Wichtig zu Wissen: Bürgerl-Ich

Nr. 8 –

Ruedi Widmer über Mars, Maurer und Muslimversteher

Der Marsrover Perseverance ist auf dem Mars gelandet. Ein grosser Erfolg für die Nasa und die Esa. Nun werden weitere Missionen geplant, mit Flügen zum Bounty, zum Snickers und zum Twix. Der Twix liegt sogar ausserhalb des Milky Way. Im All reists sich noch grenzen- und quarantänelos.

Auf der Erde sollen Geimpfte reisen dürfen, Ungeimpfte nicht. So erhofft sich Schweiz Tourismus zusammen mit Partnerländern, die ebenfalls das Impfprivileg einführen, einen gegenseitigen Tourismus etablieren zu können. Die ersten beliebten Impfreisen für Schweizer führen per Car ins Elsass, ins Rhein-Mosel-Gebiet oder an den Christimpflmarkt Nürnberg. Angeboten werden im Auto zusätzliche Zwangsimpfungen, etwa gegen Destillerie- und Weinkrampf.

Roger National tweetete, der verstorbene rassistische, antisemitische und meist ausfällig talkende US-Radiomoderator Rush Limbaugh habe «Substanz und Humor» gehabt und sei «eine Art Einmann-Industrie des glasklaren Denkens» gewesen. Es gebe in Europa nichts Vergleichbares. Doch, es gibt hierzulande eine solche Einmann-Industrie des glasklaren Denkens («Weltwoche-Daily»). Das wollte Köppel natürlich damit sagen.

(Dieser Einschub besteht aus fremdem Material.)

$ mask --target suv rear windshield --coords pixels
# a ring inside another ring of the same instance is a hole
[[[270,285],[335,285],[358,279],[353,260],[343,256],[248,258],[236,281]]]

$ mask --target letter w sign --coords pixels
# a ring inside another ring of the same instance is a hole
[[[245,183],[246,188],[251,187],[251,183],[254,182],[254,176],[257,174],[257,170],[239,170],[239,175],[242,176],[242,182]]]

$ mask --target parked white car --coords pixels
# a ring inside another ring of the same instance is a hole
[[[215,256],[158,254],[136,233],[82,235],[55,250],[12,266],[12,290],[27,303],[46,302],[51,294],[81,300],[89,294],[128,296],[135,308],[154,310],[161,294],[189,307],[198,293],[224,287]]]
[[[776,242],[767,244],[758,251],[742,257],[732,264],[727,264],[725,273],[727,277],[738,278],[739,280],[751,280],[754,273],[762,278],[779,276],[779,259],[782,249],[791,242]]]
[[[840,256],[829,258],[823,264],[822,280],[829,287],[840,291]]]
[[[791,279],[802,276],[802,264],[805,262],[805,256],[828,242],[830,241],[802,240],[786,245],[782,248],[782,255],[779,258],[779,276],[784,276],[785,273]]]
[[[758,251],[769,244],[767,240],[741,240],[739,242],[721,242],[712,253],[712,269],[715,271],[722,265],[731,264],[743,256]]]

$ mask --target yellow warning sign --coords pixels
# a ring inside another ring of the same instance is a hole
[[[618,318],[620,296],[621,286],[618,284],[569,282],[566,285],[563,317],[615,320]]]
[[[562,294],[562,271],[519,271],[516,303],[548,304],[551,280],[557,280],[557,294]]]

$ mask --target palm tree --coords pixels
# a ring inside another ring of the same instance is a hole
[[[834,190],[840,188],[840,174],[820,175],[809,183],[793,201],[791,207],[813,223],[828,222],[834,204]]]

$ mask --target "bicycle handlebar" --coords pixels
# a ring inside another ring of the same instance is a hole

Es ist rechts überhaupt Mode, wie Limbaugh oder Trump zu sein. Ueli Maurer fühlt sich so zäh, dass er nur eine Impfung brauche. Doch Trump hätte gar keine Impfung genommen, und das ist eben der kleine, aber feine Unterschied zwischen dem strahlenden Leckt-mich-alle-am-Hintern-Showstar-Vorbild und seinen kleinbürgerlichen Fans hierzulande.

Die Wirtschaft ist den Bürgerlichen neuerdings das Wichtigste («Ochsen», «Löwen», «Frohsinn»), weil sie sich als Wirtschaftsparteien verstehen. Was meinen SVP, FDP und CVP eigentlich? Dass es den Beizern reicht, drei Wochen zu öffnen, um dann von der vierten Welle komplett davongeschwemmt zu werden? Denn Schadenersatz sehen die Wirte bei ausbleibenden Gästen dann auch nicht mehr. Den Bürgerlichen geht es eben nicht um den Wirt, sondern um den Berset.

Die Bürgerlichen überdies, die den im internationalen Vergleich nun wirklich lockeren Schweizer Lockdown leid sind und es kaum noch aushalten mit ihren vierköpfigen Schweizer Familien in ihren neunzimmrigen Grosswohnungen mit Aussicht auf den Zürichsee, sind das nicht jene, die im Kalten Krieg für die Betonindustrie Abertausende Schutzräume durchwinkten und gross trompeteten, die vierköpfige Schweizer Familie werde da drin jahrelang problemlos den radioaktiven Fallout durchstehen, mit Eile mit Weile, Ovi und Tonkonserven? Und von Militär, Patriotismus und Disziplin schwafelten?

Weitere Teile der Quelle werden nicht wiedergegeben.